Turnstile is designed to be an independent service. You can use Turnstile on any website, regardless of whether it is proxied through the Cloudflare network. This allows for flexible deployment across multi-cloud environments, on-premises infrastructure, or sites using other CDNs. The client-side widget and server-side validation steps are completely self-contained.

Refer to Implementation below for guidance on how to implement Turnstile on your website.


Implementation

Follow the steps below to implement Turnstile.

1. Create your widget

First, you must create a Turnstile widget to get your sitekey and secret key.

Select your preferred implementation method:

Cloudflare dashboard

API

Terraform

2. Embed the widget

Add the Turnstile widget to your webpage forms and applications.

Refer to Embed the widget to learn more about implicit and explicit rendering methods.

3. Validate tokens

Implement server-side validation to verify the tokens generated by your widgets.

Refer to Validate the token to secure your implementation with proper token verification.

Additional implementation options

Mobile configuration

Special considerations are necessary for mobile applications and WebView implementations.

Refer to Mobile implementation for more information on mobile application integration.

Migration from other CAPTCHAs

If you are currently using reCAPTCHA, hCaptcha, or another CAPTCHA service, Turnstile can be a drop-in replacement. You can copy and paste our script wherever you have deployed the existing script today.
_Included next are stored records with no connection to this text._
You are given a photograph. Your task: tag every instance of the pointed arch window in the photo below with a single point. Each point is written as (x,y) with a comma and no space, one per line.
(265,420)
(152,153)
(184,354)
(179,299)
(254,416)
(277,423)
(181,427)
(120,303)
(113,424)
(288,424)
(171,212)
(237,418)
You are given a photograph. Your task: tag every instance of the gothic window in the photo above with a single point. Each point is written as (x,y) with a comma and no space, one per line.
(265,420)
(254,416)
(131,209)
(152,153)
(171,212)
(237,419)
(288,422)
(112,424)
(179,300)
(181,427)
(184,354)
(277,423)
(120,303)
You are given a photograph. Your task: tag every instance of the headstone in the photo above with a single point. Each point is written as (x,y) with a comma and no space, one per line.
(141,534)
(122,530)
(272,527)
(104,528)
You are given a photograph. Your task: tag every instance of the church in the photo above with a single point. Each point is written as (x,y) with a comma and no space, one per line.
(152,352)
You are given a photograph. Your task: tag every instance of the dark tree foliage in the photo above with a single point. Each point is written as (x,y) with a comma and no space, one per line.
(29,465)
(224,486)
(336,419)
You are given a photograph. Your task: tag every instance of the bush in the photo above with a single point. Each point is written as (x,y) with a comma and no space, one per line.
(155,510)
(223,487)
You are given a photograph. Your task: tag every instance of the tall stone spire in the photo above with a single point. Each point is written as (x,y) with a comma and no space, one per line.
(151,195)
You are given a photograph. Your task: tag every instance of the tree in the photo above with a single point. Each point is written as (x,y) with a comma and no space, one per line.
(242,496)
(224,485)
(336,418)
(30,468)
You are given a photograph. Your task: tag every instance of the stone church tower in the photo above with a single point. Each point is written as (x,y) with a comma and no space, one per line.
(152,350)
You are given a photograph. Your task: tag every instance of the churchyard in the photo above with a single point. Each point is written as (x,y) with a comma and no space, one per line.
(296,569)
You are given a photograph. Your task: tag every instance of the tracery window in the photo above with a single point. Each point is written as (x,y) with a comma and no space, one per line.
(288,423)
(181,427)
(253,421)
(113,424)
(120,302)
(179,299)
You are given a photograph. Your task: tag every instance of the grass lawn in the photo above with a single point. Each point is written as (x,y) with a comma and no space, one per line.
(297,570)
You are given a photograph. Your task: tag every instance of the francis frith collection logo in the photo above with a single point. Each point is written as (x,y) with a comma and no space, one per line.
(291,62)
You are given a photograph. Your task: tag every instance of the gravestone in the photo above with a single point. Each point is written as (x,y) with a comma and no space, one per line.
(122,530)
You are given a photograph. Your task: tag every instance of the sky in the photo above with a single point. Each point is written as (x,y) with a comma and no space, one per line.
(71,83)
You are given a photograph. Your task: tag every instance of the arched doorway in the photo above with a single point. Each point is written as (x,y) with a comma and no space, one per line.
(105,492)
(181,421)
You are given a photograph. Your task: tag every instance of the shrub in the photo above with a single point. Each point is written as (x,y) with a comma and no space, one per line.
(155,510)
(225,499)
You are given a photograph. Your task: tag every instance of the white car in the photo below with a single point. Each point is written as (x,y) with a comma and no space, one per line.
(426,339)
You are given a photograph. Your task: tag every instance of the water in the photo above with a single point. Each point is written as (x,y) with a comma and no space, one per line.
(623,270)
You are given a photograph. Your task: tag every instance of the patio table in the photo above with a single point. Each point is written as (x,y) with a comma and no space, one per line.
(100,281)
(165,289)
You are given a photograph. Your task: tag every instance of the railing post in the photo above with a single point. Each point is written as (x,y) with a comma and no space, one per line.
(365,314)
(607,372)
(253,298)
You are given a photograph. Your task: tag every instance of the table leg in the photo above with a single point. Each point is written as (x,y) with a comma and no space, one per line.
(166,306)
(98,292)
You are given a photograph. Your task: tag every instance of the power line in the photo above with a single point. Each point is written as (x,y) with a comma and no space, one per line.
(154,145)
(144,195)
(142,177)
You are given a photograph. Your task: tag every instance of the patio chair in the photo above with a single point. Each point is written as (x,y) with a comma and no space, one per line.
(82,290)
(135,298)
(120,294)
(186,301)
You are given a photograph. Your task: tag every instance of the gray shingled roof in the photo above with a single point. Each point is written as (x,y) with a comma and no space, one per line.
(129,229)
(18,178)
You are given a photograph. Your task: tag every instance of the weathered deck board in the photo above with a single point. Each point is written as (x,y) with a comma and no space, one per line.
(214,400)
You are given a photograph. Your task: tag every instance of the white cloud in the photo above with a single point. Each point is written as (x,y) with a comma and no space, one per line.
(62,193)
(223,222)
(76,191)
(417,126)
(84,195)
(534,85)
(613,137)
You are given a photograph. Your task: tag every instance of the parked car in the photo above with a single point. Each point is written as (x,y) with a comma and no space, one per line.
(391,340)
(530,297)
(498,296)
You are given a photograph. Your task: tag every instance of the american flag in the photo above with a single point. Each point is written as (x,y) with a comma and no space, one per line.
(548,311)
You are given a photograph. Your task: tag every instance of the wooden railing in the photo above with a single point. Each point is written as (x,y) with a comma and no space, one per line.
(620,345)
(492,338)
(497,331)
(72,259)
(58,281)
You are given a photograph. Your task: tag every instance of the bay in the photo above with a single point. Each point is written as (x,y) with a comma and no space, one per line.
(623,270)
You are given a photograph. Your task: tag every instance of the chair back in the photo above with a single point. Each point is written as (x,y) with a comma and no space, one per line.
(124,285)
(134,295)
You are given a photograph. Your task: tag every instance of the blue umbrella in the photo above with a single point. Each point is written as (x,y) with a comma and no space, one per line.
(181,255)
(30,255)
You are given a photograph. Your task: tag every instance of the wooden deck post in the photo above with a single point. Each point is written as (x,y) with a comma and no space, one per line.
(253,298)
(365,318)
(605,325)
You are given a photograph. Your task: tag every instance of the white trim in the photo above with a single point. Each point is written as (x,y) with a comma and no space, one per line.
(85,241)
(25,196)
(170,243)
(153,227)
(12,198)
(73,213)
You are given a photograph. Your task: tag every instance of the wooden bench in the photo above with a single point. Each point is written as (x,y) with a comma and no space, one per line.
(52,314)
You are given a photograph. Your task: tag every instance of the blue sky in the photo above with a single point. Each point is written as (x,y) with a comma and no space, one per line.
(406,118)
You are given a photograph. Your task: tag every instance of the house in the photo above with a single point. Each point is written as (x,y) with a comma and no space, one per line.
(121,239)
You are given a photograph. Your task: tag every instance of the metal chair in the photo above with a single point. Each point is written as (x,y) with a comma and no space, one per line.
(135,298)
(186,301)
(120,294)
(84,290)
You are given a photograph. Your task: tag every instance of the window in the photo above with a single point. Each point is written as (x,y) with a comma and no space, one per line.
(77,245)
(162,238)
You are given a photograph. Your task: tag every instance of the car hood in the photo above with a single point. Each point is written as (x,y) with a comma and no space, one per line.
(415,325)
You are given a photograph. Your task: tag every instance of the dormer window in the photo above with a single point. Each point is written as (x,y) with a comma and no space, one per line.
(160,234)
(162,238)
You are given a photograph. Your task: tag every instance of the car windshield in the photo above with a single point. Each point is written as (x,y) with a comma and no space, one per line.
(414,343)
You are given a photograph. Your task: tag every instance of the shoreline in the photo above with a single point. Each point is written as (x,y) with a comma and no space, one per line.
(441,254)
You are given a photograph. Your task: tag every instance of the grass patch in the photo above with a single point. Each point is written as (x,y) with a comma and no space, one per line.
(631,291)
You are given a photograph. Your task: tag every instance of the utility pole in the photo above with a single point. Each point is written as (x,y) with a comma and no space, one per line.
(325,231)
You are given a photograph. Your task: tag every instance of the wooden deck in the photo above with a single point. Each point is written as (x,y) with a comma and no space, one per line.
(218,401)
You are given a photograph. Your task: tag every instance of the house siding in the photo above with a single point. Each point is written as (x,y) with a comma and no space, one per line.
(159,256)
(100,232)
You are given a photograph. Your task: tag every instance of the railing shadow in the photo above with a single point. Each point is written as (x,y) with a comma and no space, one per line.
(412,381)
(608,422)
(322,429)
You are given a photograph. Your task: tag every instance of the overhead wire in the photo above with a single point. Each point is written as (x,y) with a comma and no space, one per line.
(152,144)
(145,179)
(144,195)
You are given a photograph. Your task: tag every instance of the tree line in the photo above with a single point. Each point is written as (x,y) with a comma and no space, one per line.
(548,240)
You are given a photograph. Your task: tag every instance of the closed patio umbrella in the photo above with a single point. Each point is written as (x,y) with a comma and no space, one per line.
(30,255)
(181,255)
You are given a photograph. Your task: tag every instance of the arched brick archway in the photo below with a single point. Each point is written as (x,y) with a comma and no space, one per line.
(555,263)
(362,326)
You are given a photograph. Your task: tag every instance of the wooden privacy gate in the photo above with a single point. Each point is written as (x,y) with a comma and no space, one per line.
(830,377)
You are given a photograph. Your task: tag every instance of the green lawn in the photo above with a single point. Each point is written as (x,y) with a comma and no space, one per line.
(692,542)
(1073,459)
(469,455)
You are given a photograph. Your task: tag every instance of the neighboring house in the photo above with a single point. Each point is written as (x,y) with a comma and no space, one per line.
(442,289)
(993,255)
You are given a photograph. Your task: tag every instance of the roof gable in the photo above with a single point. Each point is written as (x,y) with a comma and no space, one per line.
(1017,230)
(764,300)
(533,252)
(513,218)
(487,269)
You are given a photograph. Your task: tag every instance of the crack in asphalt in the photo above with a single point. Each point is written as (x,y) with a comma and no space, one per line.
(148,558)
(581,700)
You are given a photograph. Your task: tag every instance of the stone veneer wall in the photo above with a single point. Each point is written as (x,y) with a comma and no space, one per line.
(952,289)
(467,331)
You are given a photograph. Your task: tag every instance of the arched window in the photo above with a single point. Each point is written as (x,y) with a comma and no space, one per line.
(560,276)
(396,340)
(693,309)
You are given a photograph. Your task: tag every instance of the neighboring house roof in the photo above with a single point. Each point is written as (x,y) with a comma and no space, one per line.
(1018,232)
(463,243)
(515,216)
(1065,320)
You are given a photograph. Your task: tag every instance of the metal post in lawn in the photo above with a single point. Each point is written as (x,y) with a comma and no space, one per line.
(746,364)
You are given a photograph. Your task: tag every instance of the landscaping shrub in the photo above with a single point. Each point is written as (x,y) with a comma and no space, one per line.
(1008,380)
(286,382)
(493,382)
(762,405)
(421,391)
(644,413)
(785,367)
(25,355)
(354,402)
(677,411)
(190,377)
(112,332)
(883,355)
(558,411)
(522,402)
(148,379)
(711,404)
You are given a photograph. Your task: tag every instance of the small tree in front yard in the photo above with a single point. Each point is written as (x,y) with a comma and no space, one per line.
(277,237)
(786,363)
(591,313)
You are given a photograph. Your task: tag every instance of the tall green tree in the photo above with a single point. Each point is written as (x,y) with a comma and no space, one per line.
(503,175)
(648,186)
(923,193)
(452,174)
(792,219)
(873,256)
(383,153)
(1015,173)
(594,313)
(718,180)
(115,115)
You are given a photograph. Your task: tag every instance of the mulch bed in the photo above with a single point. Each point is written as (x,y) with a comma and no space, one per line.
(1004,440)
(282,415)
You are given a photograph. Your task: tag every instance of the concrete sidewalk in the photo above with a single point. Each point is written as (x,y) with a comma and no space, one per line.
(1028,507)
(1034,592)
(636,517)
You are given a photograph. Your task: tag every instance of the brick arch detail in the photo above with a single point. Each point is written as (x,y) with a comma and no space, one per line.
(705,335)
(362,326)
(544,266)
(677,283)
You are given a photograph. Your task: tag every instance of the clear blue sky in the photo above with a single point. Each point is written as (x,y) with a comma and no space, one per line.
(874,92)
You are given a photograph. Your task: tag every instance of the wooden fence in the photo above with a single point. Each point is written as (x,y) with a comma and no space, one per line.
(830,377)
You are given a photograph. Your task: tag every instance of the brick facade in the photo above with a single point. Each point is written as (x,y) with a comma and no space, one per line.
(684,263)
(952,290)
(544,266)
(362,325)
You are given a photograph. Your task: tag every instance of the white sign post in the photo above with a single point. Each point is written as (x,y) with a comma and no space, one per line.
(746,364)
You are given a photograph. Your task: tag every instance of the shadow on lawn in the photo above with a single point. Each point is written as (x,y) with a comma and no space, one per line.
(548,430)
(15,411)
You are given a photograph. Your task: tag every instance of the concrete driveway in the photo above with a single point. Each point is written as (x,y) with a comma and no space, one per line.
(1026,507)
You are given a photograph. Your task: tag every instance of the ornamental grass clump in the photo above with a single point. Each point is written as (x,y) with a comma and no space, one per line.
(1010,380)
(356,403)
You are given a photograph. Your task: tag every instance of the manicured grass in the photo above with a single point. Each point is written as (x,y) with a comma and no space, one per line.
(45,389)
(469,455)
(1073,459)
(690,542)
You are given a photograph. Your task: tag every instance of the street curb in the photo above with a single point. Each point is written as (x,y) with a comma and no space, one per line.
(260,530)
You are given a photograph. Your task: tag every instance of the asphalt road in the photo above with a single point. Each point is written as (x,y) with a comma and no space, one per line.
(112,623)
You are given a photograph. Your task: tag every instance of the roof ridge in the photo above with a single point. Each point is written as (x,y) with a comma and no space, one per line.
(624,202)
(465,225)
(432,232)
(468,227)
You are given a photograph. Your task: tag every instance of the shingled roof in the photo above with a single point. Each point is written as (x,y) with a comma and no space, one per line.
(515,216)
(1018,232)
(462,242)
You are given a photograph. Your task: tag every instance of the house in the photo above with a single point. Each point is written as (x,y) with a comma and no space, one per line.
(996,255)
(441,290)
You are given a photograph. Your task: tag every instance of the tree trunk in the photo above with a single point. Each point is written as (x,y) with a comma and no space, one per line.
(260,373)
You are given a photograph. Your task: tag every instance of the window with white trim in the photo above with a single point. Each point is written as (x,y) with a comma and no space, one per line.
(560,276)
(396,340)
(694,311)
Refer to Migration for step-by-step migration guidance from other CAPTCHA services.


Security requirements

  • Server-side validation is mandatory. It is critical to enforce Turnstile tokens with the Siteverify API. The Turnstile token could be invalid, expired, or already redeemed. Not verifying the token will leave major vulnerabilities in your implementation. You must call Siteverify to complete your Turnstile configuration. Otherwise, it is incomplete and will result in zeroes for token validation when viewing your metrics in Turnstile Analytics.

  • Tokens expire after 300 seconds (5 minutes). Each token can only be validated once. Expired or used tokens must be replaced with fresh challenges.


Best practices

Security

  • Protect your secret keys. Never expose secret keys in client-side code.
  • Rotate your keys regularly. Use API or dashboard to rotate secret keys periodically.
  • Restrict your hostnames. Only allow widgets on domains that you control.
  • Monitor the usage. Use analytics to detect unusual patterns.

Operational

  • Use descriptive names. Name widgets based on their purpose, such as "Login Form" or "Contact Page".
  • Separate your environments. Use different widgets for development, staging, and production.
  • Keep track of which widgets are used at which locations.
  • Store your widget configurations in version control when using Terraform.